Epidural anesthesia was performed in the induction room in a standard fashion at the L2-3 or L3-4 interspace with the patient in the lateral decubitus position and the operative knee in the dependent position. Skin infiltration was performed with 1% lidocaine, and a test dose of 3 mL of 1.5% lidocaine with 15 µg of epinephrine was injected. If there was no evidence of IV or subarachnoid injection, 15 mL of 3% 2-chloroprocaine (Abbott Laboratories, North Chicago, IL) was injected in 5-mL increments, catheters were placed, and the patients were taken to the operating room. After 10 min, if the block height was below T10 (level required to provide anesthesia for thigh tourniquet discomfort), an additional 5 mL of local anesthetic was given. Spinal anesthesia was performed in the operating room at the L2-3 interspace with a 25-gauge Whitacre needle. Patients were positioned in the lateral decubitus position with the operative knee dependent. After free flow of cerebrospinal fluid, 25 mg of hyperbaric 5% lidocaine (Abbott) plus 20 µg of fentanyl (0.9-mL total volume) was injected and the patient positioned supine. Anesthesia residents or certified nurse anesthetists with an attending anesthesiologist providing medical direction (supervisory ratio, 1:2) performed all blocks.

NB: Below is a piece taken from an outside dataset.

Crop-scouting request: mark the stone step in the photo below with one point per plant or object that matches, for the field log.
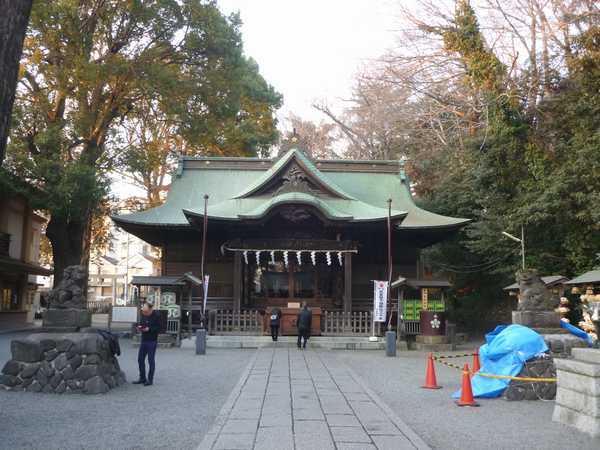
(590, 355)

Patients requesting sedation were given an intraoperative infusion of propofol (Gensia-Secor, Irvine, CA) at a rate of 25–50 µg · kg^-1 · min^-1. All patients received 30 mg IV of ketorolac (Abbott), and no patients were given antiemetic prophylaxis. Thigh tourniquets were used on all patients. The surgeon injected 50 mL of 0.25% bupivacaine into the knee joint at the completion of the procedure.

All patients were transferred by stretcher to the Phase I postanesthesia care unit (PACU). When q 5 min vital signs were stable for two measurements and block level was below T8, patients were transferred to the Phase II area. PACU discharge time was recorded as the time from admission to PACU until the patient met all discharge criteria from Phase II. These criteria included mental alertness, stable vital signs, absence of nausea, control of pain, ability to ambulate, and ability to void. Side effects measured were inadequate anesthesia, hypotension (systolic blood pressure <100 mm Hg requiring treatment with ephedrine at the discretion of the anesthesiologist), bradycardia (heart rate <50 bpm requiring treatment with atropine), nausea or vomiting, and pain requiring IV narcotics in the PACU. Specific side effects, including the presence of TNS, headache, backache, and patient satisfaction, were evaluated by follow-up phone call 24 h after the procedure. The same, blinded observer collected recovery room and follow-up data. Block levels were measured at 10-min intervals during the recovery period.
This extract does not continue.